Citing a CRBA certificate (not obtained from a repository)

I live in Ireland and my recently born son was registered as a US citizen via a CRBA (Consular Report of a Birth Abroad). It's evidence of US citizenship. It results in a certificate that looks like [removed].

Now, I am very familiar with citing records that come from repositories (BMD records). But this recently received ceritifcte was sent to us from the US Embassy. I did not get it from an archive. 

How can I best cite this record? I'm also using Family Tree Maker. 

Submitted byEEon Fri, 04/19/2024 - 11:04

Good morning, Samuel.
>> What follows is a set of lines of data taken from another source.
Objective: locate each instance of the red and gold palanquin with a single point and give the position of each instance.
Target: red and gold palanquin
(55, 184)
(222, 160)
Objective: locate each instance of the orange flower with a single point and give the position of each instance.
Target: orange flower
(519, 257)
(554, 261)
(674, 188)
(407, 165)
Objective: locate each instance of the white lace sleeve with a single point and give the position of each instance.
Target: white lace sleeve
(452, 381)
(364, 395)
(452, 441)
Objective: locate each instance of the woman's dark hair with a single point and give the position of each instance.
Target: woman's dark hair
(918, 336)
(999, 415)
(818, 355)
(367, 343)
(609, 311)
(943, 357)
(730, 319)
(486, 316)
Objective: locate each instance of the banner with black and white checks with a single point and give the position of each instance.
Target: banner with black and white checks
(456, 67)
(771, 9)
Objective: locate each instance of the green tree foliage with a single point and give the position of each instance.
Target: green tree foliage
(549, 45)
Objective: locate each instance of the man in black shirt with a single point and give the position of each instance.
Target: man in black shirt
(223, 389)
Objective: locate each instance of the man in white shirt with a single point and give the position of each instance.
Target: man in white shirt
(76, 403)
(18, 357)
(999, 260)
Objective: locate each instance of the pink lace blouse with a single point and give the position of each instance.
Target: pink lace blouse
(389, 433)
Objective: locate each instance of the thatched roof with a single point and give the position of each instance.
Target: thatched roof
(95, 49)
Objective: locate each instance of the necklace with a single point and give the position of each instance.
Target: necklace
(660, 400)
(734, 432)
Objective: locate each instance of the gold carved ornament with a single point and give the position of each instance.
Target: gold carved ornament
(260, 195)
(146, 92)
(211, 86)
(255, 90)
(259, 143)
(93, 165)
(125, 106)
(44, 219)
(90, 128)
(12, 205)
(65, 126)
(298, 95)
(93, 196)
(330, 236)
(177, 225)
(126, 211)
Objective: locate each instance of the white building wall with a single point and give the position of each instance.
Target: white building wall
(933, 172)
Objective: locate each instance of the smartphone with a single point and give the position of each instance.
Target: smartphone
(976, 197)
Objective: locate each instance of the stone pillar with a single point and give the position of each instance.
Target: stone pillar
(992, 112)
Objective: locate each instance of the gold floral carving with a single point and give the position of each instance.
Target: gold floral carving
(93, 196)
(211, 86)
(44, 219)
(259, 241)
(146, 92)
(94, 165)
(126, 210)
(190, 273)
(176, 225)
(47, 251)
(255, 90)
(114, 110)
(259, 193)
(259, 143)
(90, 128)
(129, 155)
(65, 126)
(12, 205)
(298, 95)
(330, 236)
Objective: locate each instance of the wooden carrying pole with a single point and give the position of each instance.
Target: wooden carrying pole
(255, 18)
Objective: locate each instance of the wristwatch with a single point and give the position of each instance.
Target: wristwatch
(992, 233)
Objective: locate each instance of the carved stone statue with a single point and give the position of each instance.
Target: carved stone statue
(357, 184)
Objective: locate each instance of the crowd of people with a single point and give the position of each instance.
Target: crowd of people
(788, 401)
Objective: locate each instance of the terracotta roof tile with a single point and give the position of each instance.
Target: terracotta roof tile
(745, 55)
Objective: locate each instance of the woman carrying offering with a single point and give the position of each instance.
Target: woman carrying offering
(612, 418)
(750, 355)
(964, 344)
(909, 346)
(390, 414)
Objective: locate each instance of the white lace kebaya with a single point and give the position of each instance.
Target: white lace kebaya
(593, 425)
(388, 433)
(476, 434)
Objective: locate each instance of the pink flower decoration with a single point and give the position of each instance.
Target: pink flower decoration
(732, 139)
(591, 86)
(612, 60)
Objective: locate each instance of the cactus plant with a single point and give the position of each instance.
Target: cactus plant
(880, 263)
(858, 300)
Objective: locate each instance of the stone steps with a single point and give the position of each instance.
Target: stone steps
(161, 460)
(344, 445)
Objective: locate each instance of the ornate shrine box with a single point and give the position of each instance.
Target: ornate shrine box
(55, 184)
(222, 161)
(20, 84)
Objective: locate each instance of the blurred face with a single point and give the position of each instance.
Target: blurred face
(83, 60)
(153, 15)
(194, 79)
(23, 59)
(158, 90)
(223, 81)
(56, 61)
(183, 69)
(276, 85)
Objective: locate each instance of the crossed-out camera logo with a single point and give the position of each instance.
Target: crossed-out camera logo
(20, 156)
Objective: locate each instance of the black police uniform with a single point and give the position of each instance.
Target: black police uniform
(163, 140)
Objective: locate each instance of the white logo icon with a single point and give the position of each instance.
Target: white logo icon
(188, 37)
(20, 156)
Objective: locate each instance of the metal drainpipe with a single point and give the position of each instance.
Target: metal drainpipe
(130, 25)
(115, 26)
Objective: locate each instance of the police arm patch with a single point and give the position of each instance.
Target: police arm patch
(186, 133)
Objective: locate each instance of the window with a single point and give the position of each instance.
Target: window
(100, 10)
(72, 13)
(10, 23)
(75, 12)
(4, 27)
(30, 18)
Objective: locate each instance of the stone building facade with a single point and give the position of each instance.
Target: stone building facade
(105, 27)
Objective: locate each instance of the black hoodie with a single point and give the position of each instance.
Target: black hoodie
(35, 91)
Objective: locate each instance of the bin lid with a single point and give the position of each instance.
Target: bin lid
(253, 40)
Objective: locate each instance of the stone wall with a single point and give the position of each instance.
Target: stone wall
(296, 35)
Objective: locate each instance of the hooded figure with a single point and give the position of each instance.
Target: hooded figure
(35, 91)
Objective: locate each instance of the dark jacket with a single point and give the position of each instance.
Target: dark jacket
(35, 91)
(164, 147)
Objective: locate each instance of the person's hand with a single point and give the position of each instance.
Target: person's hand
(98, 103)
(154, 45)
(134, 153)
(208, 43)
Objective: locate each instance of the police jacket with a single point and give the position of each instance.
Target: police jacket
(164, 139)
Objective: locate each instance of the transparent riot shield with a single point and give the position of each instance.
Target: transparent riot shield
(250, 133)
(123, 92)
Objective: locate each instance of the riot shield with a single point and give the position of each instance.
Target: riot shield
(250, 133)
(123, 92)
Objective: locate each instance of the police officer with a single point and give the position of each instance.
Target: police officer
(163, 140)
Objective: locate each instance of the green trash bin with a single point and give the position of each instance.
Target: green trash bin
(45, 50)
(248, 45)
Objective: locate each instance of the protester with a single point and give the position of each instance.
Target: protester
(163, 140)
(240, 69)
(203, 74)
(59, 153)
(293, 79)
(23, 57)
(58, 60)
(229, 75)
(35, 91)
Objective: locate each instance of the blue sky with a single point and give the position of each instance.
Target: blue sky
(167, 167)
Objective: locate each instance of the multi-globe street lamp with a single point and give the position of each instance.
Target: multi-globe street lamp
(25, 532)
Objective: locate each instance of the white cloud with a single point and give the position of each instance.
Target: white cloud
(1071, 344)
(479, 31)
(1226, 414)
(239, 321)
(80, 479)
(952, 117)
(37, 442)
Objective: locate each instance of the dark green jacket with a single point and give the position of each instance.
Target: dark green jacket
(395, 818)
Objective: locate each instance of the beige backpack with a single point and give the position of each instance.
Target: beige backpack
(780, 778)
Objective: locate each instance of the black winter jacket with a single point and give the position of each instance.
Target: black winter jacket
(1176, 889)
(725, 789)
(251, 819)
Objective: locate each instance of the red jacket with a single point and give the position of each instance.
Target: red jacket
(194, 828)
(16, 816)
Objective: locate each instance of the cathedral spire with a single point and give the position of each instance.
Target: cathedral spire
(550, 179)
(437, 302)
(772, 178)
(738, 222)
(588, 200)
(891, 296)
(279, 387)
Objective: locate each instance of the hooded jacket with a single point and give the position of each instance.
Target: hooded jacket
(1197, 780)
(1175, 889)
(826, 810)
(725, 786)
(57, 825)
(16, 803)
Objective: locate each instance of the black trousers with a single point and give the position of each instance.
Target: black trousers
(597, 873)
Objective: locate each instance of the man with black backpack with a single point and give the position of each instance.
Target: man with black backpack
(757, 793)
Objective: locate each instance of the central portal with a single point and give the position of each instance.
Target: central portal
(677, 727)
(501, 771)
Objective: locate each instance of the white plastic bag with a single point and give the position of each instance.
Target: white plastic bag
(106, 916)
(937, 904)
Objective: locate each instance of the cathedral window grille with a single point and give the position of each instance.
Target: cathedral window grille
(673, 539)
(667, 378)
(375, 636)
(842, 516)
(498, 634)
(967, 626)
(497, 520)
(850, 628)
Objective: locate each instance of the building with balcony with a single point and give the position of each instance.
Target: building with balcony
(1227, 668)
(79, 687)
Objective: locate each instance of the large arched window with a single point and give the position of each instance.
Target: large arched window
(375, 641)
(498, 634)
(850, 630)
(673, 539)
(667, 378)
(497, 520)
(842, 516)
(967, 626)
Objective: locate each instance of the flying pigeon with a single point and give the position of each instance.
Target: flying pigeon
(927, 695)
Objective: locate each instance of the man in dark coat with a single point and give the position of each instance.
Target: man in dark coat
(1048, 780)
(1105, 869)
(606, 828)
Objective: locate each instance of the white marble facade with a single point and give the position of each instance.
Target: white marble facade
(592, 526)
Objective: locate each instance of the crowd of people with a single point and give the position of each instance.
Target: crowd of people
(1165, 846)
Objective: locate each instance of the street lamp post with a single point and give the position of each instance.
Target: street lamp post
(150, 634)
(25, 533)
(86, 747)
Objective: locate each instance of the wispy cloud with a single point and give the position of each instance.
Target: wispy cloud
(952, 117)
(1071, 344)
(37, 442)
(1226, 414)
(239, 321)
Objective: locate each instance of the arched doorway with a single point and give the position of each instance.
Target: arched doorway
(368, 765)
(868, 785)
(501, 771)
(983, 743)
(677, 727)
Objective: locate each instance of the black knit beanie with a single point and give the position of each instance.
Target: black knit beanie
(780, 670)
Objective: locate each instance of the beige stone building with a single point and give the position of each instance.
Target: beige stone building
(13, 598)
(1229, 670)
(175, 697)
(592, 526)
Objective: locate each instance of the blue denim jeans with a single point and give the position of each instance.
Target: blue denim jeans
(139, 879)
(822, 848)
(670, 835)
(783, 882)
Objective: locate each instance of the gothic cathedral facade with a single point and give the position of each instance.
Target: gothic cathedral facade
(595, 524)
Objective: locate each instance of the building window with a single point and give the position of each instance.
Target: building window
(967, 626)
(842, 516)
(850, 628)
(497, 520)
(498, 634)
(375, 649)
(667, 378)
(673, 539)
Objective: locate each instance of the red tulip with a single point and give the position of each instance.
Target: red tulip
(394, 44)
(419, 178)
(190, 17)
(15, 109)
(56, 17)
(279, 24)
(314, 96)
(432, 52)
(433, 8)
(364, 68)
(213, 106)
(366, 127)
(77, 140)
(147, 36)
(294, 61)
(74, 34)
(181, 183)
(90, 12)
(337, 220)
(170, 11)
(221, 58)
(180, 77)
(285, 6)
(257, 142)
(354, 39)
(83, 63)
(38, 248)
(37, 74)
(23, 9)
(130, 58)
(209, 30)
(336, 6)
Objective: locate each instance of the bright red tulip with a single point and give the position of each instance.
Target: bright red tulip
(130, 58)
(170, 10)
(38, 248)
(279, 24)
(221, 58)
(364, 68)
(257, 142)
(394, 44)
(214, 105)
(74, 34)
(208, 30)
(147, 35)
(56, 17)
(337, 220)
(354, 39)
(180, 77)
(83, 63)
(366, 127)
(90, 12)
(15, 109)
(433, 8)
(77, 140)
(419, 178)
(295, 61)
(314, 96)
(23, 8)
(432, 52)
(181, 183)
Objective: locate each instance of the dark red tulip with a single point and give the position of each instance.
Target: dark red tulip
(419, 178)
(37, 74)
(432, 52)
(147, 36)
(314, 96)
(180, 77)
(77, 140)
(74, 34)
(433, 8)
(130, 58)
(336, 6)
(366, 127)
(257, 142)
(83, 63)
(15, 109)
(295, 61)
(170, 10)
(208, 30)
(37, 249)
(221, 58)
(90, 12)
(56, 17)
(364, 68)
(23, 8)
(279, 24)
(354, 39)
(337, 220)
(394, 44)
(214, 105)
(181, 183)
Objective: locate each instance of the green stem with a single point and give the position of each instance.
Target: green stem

Interesting document!  Following EE4’s Template 12: Birth or Death Certificate would give us this:

Layer 1: United States Department of State, Consular Report of a Birth Abroad, [Identifying number, Name, Date, Location of Birth];

Layer 2: supplied [date] by …

Incidentally, I removed the image you supplied before publishing this, since we would not want that image publicly available to bad actors.

Submitted byrtkoehleron Thu, 05/23/2024 - 16:37

I'm stumped on this one. 

My father has a Consular Report of Birth Abroad. However, there isn't really an identifying number. The certificate contains 4 serial numbers, none of which are labeled with an identifier such as "Certificate No." or "File No." None of them contain the year either, so that doesn't provide any clues.

Here is what I've come up with so far:

United States, Department of State, Consular Reports of Births Abroad, birth reported 29 December 1966 at Nassau, Bahamas (no certificate number), John Quincy Koehler; U.S. Department of State, Passport Services, Vital Records Section, Washington, D.C.

CRBA

Submitted byEEon Thu, 05/23/2024 - 18:05

rtkoehler, did you order this yourself or did you inherit this amid papers from your father? If you obtained it yourself, you should have additional information to include in your citation. If this came to you amid family papers, it's a family artifact that cannot be cited as a government document because you do not have sufficient information to identify how/where someone else can obtain an official government copy.

Certificates that are family artifacts are cited using Template 7: Private Holdings (Artifact or Manuscript Document). Also EE4's 4.24, 8.23 provides background discussions on these inherited certificates.

I obtained it myself in 2018. I remember at the time they did not have a standard application form to request a copy; they asked for a letter with all known information regarding the birth. I don’t have a copy of my original request.

However, when I looked up the current process for obtaining a CRBA, they now have a standard application form, and the form asks for, if known, the “Document Control Number” which starts with “159-” - so I now know which of the 4 numbers is attached to the record.